The question hung. Everyone froze.

"The platform," she continued. "Does anyone know where it is? A location. A coordinate. A plane of existence?"

No one answered.

Steve's jaw tightened. Clint exhaled through his nose. Strange looked away, already calculating possibilities—and finding nothing.

Thor closed his eyes. "We followed. We did not track."

The thought collapsed inward, leaving the circle heavier than before.

Scott broke the silence weakly. "So… even if we get Loki… we don't know where to take him."

It hung there, a half-formed dead end.

But Tony didn't stop smiling. Small, tight, focused. "One," he said again, counting deliberately on his fingers. "Problem. At. A. Time."

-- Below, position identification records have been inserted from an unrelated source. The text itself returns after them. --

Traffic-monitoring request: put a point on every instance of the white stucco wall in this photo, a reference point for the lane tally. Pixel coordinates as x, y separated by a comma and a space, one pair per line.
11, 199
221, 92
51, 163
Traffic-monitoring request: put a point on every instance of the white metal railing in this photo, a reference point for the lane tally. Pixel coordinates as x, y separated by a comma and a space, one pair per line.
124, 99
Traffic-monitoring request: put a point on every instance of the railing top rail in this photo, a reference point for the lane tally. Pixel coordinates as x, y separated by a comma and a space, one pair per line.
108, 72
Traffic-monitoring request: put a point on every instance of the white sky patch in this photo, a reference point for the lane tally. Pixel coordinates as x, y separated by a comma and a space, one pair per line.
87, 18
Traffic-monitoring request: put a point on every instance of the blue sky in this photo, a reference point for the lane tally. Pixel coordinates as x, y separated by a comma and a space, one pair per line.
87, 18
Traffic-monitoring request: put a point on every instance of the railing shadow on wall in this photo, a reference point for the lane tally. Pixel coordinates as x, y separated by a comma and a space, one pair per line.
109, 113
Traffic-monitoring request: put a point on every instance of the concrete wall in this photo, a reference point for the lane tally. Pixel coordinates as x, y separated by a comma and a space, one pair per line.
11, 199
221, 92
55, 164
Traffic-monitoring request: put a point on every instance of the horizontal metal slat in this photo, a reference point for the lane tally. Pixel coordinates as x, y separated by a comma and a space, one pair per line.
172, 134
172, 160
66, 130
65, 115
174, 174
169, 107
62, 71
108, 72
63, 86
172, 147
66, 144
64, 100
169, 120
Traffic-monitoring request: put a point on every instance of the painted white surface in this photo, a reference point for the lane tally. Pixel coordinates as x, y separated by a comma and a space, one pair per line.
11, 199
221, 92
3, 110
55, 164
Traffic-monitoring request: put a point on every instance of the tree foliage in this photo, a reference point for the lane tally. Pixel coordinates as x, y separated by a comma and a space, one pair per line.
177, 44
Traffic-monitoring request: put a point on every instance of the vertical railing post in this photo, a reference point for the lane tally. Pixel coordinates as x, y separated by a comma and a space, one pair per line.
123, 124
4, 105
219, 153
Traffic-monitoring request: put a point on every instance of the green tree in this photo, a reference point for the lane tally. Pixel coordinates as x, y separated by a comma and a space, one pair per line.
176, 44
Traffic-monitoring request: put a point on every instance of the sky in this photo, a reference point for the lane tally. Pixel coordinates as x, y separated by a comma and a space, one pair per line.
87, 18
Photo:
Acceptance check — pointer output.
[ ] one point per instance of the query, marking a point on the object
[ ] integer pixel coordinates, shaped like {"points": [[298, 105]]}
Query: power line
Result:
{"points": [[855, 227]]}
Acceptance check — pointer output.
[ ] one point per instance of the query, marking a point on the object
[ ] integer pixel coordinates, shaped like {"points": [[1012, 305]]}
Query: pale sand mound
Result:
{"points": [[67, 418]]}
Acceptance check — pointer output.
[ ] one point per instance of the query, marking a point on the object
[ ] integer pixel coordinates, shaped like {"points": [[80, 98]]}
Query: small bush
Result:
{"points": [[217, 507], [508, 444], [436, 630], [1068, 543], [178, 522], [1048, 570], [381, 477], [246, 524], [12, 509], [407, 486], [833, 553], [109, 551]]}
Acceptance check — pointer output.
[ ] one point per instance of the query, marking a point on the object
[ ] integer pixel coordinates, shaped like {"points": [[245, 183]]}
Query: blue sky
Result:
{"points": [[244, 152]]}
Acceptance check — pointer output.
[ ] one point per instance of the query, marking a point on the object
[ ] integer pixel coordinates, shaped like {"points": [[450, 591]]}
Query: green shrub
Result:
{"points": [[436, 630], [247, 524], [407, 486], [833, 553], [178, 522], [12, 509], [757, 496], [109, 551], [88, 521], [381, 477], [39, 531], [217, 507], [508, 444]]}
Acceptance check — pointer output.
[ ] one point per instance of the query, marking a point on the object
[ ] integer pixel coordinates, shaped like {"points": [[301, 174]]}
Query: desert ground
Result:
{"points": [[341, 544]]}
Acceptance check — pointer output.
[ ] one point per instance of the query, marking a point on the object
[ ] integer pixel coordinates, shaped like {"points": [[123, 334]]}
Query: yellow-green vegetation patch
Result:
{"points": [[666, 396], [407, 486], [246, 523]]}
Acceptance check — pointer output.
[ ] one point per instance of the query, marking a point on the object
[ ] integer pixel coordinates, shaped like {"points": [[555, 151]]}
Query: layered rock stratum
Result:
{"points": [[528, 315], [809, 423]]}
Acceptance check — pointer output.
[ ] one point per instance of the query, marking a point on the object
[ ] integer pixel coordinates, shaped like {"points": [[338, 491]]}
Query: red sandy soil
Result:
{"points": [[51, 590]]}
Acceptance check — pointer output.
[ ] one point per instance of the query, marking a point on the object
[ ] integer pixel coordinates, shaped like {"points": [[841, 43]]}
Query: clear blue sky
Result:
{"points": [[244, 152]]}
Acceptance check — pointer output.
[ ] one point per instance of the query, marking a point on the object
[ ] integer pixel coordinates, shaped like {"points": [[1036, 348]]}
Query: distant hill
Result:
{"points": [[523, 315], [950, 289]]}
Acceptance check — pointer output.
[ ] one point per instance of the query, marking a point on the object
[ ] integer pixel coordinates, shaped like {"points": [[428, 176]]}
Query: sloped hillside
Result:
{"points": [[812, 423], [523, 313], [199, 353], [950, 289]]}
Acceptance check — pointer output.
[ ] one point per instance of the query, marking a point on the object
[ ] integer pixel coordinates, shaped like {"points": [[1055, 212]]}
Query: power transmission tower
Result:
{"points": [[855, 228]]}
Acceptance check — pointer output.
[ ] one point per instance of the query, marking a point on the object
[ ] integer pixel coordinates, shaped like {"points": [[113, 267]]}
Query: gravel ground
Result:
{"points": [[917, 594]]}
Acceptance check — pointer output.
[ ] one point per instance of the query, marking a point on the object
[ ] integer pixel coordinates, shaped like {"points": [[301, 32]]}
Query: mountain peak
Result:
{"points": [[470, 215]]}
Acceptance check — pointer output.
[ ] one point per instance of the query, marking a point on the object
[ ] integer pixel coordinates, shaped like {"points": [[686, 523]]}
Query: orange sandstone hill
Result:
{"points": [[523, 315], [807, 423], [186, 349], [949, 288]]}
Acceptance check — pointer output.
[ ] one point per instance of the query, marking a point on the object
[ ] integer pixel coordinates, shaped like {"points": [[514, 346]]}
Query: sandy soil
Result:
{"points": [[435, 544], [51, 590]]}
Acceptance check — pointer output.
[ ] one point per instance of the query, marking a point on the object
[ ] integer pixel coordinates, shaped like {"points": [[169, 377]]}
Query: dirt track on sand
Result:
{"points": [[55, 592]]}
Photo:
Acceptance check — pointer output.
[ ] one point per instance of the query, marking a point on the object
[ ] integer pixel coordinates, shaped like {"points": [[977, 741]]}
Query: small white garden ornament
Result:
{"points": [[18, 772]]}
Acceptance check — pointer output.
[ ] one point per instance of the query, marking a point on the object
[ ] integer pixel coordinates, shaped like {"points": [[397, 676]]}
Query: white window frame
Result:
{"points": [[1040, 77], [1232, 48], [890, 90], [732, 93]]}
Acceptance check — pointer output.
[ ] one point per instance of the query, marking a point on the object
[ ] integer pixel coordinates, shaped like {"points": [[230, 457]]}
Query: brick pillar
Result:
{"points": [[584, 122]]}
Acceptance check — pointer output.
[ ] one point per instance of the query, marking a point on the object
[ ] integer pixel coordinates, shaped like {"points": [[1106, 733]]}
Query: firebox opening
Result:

Steve looked at him warily. "That optimism is starting to scare me."

Tony shrugged. "I'm not optimistic. I'm compartmentalizing."

He stood, shoulders squared, eyes scanning each of them. "We rebuild the machine. First priority. Everything else is theoretical until then."

He glanced at Thor. "And whether Loki stays dead or not? We don't decide that tonight."

Thor didn't respond—but he didn't leave either.